LANG

Language and Neuroscience Group

SDSU School of Speech, Language, and Hearing Sciences

Aphasia


The lab studies effects of stroke on brain region activation.
The lab studies effects of stroke
on brain region activation.

Working with focal lesion stroke survivors provides a unique opportunity to study the neural organization of cognitive subsystems. Over the years, the our research has focused on the effects of unilateral focal brain damage (left, right, anterior and posterior) on language processing:

  • the use of context (both sentential and prosodic) at the level of lexical access and structural parsing the ability to use
  • grammatical constraints in real time during the processing of long distant dependency relations {those involved in structurally defined gaps, pronouns and reflexives};
  • the levels of analyses that are used during these automatic acts of co-referential processing; and
  • the role of prosody in lexical and structural parsing, particularly with respect to the time course of the role of the right hemisphere in language processing.

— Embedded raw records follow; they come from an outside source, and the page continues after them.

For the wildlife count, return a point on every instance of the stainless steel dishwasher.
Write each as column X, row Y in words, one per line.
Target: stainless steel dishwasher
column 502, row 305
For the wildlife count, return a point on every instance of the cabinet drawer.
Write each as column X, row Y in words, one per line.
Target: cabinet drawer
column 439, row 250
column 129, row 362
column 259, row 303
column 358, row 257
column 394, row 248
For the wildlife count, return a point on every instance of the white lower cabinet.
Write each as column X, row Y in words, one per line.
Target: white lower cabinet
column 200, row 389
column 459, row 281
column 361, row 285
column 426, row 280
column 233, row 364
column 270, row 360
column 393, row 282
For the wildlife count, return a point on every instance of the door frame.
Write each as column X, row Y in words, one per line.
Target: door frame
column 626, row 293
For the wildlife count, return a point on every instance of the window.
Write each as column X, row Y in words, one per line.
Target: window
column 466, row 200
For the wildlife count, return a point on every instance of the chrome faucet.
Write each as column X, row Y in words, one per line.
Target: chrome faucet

The aphasia research has demonstrated a dissociation between a patient’s conscious behavioral performances and real time (unconscious) processing of sentential constructions. Anterior-lesioned left hemisphere damaged patients show relatively spared comprehension during “normal” conversation yet show a worse performance (as compared to age-matched controls) do in real-time sentence processing studies. Conversely, posterior-lesioned left hemisphere damaged patients demonstrate impaired comprehension performances during conscious tasks yet actually perform “normally” on on-line tasks. Not only have these findings allowed for the separation of left hemisphere regions that are seemingly involved in syntactic parsing systems, they have also allowed for the investigation of the intra-hemispheric roles of the right hemisphere at various temporal stages of language processing.

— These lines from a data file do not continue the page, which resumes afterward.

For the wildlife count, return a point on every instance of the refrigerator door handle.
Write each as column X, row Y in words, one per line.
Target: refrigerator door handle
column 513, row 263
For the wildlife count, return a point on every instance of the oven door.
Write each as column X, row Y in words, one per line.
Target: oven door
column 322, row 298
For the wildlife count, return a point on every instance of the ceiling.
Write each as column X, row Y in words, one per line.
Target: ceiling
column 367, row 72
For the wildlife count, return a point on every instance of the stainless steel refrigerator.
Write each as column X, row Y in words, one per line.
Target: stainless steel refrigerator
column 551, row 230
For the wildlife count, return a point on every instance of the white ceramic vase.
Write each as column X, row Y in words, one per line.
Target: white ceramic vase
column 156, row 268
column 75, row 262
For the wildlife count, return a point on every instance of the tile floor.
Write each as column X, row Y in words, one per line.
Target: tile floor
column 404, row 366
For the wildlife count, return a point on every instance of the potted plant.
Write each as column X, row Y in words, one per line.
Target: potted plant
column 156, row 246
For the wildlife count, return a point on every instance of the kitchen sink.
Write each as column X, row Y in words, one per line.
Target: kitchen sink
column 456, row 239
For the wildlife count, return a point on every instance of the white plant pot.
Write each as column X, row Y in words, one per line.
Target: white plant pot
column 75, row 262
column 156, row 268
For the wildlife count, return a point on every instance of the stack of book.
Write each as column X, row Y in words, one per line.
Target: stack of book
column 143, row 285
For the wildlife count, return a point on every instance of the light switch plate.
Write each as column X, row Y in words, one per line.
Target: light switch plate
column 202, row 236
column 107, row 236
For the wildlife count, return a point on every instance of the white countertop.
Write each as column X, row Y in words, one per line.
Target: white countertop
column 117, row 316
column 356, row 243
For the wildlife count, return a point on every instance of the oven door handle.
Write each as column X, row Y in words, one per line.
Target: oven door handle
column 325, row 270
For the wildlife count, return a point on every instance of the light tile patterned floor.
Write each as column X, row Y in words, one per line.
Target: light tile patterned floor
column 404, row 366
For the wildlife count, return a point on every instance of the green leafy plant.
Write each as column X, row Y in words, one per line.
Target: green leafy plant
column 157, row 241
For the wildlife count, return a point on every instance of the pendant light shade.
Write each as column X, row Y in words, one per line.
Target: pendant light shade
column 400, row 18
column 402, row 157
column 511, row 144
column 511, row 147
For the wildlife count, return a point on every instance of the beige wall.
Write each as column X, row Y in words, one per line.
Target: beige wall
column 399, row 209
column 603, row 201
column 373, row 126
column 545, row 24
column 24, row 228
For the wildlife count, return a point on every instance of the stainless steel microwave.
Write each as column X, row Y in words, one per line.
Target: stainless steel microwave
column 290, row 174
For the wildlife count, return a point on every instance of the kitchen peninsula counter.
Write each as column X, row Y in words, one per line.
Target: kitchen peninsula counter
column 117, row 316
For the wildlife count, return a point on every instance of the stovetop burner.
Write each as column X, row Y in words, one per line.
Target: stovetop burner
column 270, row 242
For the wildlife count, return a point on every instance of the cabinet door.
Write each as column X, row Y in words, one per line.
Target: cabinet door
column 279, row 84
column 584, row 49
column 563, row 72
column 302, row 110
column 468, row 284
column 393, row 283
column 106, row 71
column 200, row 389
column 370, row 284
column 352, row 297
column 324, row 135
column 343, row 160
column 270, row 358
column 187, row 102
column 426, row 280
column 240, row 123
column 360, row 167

Work with anterior-lesioned patients has also allowed for the investigation of the temporal parameters involved in the “automatic” access of lexical or semantic information. Previous work has demonstrated the ability of this population to demonstrate this automatic access between lexical elements if given enough time to demonstrate the ability. This has been explained as a slow-rise time. Recently, the our work has also revealed that this slow-rise time may in fact percolate into the structural levels of auditory sentence processing. Recent work has demonstrated that while anterior-lesioned patients do indeed show aberrant canonical-recovery processes when parsing object-relative constructions, they can perform these linkings at a later, temporally distal point in a sentence.